Morocco gas Alamy/Karen Hovsepyan
Morocco has identified natural gas as a critical component of its energy mix
  • Chariot Energy and Energean split holdings
  • Morocco retains 25% stakes
  • Part of drive for energy independence

Two British energy companies have completed a deal over stakes in two offshore Moroccan gas licences. 

The transaction between Chariot Energy and Energean, announced Wednesday, involves the Lixus and Rissana offshore licences.

The Lixus Offshore licence covers an area of sea north of Rabat of approximately 1,800 sq km, with water depths ranging from the coastline to 850m. The Rissana Offshore licence covers 8,500 sq km, surrounding the boundaries of the Lixus Offshore licence.

Under the terms of the agreement, Energean, a London-based FTSE 250 company specialising in hydrocarbon exploration and production with a market capitalisation of £1.8 billion, will assume the role of operator for both licences. It will hold a 45 percent interest in Lixus and 37.5 percent of Rissana.

Chariot Energy, which has operations in seven African countries including South Africa and Mauritania, retains a 30 percent stake in Lixus and a 37.5 percent slice of Rissana.

Morocco’s National Office of Hydrocarbons and Mines has a 25 percent share in each.

The deal includes a $10 million upfront cash payment from Energean to Chariot and a contract with Stena Drilling for the deployment of the Stena Forth drillship.

The drilling campaign is scheduled for the third quarter of 2024 at the Anchois-East site within the Lixus licence. It aims to appraise existing gas reserves and probe new resources, potentially elevating the Anchois project’s gas reserves above 1 trillion cubic feet. 

Chariot’s CEO Adonis Pouroulis said there was also the option for a second drilling well. 

Leila Benali, Morocco’s minister of energy transition and sustainable development, said the investments would contribute to the monetisation of the state’s resources. 

The partnership is seen as a significant step in Morocco’s efforts to increase its energy independence. 

The kingdom has been importing gas via the Maghreb-Europe gas pipeline from Spain, after the deterioration of relations with its neighbour Algeria over Western Sahara. 

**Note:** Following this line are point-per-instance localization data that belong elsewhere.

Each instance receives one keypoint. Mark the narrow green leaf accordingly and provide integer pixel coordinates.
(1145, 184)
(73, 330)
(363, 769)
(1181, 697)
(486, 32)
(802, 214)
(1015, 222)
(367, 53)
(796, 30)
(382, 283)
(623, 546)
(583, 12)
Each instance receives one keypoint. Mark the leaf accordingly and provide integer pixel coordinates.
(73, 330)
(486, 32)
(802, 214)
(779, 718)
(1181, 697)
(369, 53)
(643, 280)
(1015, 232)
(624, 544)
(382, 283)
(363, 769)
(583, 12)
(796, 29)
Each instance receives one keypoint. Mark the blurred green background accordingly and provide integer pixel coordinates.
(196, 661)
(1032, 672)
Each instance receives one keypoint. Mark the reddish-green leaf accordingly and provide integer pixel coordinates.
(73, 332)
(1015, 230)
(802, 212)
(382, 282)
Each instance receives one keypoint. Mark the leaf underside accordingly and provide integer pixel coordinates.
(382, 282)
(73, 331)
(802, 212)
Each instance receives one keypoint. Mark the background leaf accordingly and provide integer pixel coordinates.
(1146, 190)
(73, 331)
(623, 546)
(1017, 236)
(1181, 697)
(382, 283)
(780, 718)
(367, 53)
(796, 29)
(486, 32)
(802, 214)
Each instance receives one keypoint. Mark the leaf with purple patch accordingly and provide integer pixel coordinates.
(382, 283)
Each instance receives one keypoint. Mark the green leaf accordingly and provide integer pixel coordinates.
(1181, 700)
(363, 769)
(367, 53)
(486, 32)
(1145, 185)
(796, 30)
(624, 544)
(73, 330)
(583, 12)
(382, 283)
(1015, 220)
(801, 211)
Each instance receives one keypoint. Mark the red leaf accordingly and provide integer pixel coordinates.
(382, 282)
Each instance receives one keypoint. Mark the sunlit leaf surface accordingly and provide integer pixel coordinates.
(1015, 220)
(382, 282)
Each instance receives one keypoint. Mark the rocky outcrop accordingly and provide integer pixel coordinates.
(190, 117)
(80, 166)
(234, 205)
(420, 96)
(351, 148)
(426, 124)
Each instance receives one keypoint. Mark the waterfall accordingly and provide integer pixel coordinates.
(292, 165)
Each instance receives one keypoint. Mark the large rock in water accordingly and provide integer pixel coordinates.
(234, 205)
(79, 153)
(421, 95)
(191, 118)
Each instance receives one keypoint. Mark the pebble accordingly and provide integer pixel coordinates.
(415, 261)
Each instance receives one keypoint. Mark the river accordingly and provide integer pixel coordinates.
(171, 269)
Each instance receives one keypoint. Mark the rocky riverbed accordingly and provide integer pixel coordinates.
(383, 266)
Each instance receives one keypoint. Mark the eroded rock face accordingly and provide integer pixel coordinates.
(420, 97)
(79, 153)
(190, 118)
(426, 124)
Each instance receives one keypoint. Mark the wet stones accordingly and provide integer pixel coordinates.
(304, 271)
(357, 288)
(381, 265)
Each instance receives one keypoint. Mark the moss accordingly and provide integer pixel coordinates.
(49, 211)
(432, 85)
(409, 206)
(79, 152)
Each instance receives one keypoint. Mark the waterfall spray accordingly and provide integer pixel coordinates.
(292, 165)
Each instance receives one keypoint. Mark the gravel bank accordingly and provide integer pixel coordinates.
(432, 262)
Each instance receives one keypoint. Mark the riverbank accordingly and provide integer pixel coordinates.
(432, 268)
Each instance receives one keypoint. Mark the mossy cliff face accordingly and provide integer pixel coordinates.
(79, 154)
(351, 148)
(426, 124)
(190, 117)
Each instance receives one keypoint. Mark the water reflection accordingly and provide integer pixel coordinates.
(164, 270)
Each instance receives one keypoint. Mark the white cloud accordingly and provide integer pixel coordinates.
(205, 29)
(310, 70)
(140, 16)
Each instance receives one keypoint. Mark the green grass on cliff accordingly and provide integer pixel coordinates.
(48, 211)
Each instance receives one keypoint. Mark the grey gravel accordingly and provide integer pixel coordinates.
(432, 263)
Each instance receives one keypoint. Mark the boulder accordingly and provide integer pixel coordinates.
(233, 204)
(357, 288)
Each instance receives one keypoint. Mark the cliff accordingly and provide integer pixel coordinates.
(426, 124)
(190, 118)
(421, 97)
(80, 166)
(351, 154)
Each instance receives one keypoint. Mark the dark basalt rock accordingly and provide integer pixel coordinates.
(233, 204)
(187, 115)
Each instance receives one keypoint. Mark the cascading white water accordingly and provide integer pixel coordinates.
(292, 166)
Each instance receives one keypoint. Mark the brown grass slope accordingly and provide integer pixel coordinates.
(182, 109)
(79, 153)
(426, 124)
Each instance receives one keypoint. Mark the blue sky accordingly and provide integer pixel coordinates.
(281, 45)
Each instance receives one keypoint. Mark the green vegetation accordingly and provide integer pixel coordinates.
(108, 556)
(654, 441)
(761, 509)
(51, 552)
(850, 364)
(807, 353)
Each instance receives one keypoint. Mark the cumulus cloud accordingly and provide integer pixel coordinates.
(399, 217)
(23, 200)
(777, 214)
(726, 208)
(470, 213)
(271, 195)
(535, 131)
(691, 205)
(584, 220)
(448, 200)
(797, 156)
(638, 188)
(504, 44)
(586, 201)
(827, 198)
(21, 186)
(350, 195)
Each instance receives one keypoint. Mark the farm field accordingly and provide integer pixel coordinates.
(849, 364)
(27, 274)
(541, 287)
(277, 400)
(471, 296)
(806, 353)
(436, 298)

Despite its ambitious renewable energy goals Morocco has identified natural gas as a critical component of its energy mix. It claims it is necessary for overcoming what is called “renewable energy intermittency”, the fluctuating nature of sources such as wind and solar power generation and enabling its transition to a hydrogen economy.

The country, which has a population of 37 million, has adopted an aggressive renewables strategy in part because it is poor in hydrocarbon resources.

Some 42 percent of Morocco’s power generation now comes from renewables, but it still relies heavily on imported oil, gas, and coal. Its annual consumption of natural gas is estimated at around 1 billion cubic metres.

The renewables will require a $9 billion investment, while the government intends to commit another $4 billion to gas infrastructure. 

Morocco also plans to launch a green hydrogen initiative to attract investment.